As the number of electric scooter-related public insurance claims climbs, some employees are being told to undertake "risk assessment" before scooting around during work hours.
There have been 408 public insurance claims for injuries caused by electric scooters since US-based Lime E Scooters launched in Auckland and Christchurch in October. Lime also launched in Lower Hutt on Friday.
The scooters' popularity has prompted engineering and management consultancy business Beca to look at employees' use of them for transport during work hours.
Employees who wanted to use electric scooters for work had to complete a "risk assessment", managing director Darryl-Lee Wendelborn said.
The assessments would then be reviewed by their manager.
"As our transport systems evolve in our cities to full multi-modal systems, we are keen to support our people in safe and sustainable transport choices," Wendelborn said.
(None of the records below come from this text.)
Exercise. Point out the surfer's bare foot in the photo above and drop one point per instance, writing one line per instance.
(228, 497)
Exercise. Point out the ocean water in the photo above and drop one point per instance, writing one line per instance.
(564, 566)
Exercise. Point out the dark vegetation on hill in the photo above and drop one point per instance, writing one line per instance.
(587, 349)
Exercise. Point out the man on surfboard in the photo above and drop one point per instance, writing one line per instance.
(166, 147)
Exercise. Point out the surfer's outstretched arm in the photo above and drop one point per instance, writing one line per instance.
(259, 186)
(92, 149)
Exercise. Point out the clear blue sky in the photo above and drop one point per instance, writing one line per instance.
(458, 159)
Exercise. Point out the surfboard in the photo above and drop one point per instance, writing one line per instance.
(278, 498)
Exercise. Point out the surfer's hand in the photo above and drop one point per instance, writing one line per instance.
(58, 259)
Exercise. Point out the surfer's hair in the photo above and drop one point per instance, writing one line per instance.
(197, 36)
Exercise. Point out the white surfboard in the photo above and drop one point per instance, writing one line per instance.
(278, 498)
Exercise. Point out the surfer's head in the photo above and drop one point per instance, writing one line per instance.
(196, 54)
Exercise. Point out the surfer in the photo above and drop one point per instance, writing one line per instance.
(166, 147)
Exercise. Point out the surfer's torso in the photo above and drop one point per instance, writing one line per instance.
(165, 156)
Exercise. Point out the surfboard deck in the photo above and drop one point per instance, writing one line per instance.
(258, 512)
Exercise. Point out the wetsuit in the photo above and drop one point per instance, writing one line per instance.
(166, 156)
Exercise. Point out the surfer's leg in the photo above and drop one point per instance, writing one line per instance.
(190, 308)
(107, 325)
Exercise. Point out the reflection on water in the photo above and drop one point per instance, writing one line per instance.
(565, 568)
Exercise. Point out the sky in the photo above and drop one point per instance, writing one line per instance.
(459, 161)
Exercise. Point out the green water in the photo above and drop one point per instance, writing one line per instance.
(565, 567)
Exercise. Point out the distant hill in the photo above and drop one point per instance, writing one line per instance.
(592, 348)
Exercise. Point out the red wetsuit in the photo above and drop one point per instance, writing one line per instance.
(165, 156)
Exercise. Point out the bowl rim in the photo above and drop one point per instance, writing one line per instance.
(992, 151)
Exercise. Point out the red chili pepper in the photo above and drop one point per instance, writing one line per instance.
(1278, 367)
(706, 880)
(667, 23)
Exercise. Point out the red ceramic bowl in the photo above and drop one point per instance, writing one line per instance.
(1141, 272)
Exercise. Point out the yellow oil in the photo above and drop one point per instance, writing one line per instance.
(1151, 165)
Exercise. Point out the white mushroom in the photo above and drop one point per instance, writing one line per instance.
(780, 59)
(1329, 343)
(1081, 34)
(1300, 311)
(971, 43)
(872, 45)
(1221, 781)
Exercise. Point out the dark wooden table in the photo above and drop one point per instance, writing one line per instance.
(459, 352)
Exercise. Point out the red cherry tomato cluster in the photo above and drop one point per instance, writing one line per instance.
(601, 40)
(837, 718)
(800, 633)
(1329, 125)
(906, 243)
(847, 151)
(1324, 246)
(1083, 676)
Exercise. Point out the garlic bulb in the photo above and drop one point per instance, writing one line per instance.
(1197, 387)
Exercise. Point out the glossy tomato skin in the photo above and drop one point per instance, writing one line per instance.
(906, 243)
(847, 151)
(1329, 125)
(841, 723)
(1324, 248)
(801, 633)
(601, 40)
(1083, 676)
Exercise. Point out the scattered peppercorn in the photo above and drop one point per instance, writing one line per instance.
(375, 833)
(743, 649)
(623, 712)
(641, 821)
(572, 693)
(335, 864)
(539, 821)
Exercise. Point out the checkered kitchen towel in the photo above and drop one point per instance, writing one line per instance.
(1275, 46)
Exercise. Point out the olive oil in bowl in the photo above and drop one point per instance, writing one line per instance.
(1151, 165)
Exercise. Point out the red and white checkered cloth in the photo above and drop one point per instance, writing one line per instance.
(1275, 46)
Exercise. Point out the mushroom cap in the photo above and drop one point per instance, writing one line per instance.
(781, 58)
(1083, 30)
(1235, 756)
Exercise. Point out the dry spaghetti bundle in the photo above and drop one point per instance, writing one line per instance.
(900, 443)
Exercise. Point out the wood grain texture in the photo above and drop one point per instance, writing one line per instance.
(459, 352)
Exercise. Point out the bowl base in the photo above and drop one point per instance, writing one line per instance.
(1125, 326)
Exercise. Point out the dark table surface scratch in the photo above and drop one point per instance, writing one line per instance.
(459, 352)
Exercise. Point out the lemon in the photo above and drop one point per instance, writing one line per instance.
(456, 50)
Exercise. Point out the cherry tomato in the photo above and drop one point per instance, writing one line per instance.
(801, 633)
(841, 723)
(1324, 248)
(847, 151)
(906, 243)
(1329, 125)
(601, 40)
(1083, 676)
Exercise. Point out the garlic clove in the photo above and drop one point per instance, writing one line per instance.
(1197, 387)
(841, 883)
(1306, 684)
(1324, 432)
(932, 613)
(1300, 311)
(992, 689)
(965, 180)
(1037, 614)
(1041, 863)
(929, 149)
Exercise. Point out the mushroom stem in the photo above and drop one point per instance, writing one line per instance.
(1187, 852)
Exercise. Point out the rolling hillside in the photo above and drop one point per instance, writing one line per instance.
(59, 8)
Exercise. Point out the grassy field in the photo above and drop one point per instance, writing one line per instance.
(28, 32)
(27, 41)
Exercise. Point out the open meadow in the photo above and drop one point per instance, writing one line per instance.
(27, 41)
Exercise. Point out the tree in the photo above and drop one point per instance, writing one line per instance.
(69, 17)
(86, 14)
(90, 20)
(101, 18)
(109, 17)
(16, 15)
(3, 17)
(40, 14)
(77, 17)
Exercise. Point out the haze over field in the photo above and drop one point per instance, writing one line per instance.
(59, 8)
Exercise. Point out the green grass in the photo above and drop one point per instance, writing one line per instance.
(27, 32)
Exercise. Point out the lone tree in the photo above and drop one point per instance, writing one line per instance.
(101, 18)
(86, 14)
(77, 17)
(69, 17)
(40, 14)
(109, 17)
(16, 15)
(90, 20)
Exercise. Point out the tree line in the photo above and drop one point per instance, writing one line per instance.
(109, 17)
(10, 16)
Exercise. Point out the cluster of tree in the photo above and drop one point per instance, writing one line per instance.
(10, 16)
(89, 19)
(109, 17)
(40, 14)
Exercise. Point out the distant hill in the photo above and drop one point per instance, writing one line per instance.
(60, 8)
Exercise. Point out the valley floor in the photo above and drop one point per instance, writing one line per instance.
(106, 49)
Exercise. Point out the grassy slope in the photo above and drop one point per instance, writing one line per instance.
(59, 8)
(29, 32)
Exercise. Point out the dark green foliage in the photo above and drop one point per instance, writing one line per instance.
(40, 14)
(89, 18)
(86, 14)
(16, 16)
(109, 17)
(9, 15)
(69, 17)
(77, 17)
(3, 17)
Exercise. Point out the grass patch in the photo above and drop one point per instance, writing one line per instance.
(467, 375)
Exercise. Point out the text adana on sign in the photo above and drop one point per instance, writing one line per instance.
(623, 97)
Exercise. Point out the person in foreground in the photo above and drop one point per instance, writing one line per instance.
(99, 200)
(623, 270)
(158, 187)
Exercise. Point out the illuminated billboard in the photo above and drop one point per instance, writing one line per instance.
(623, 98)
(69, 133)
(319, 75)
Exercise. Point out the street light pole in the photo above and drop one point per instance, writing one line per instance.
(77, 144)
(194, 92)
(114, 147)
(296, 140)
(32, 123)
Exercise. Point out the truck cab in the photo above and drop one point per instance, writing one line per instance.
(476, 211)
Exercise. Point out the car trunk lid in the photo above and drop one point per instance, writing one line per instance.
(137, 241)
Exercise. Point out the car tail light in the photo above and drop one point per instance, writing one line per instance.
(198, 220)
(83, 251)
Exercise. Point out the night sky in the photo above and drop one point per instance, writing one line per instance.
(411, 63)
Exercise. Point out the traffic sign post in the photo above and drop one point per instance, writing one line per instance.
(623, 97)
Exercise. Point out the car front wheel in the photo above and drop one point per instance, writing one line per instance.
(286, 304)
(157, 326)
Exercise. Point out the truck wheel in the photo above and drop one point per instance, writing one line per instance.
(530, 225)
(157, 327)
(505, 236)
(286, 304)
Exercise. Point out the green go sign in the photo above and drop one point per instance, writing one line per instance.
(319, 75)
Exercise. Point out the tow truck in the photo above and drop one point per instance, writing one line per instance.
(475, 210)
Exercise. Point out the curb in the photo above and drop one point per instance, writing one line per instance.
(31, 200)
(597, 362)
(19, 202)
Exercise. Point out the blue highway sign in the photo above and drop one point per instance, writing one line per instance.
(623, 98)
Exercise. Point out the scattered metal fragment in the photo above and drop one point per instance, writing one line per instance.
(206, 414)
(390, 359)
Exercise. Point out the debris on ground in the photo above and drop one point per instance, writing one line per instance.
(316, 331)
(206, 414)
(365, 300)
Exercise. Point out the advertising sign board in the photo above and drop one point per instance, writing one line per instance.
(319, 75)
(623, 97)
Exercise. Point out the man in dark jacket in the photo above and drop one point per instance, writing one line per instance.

While Beca was the only company contacted by the Weekend Herald with a set risk assessment process, they aren't the only employer to urge staff to be careful.
The Accident Compensation Corporation (ACC) has encouraged its workers to "assess and manage the risk themselves".
"For our people to effectively manage the risk of Lime scooters or other ride-share bikes they would need to have had previous experience, appropriate clothing and protective wear (particularly a helmet), have checked out the route to ensure it is appropriate to the mode of travel and the weather needs to be cooperative," head of health, safety and wellbeing Shirlene Vautier said.
Vautier added the "spontaneous pick-up/drop/off" nature of hire transport meant it was unlikely for these controls to be in place.
Employees were expected to be able to accurately judge the risks themselves, she said.
According to figures on public injuries provided by ACC, an average six people injured themselves using Lime scooters every day.
The corporation had received 251 claims related to injuries in Auckland between October 14 and December 12 and 141 in Christchurch - the two cities where Lime has launched its services.
Punters riding electric scooters in different locations around the country accounted for 16 further claims.
The nature of injuries ranged from bumps, bruises, fractures, dislocations and dental damage.
Auckland Council was looking to crack down on e-scooter safety with the hopes of introducing a speed limit, helmets and police enforcement.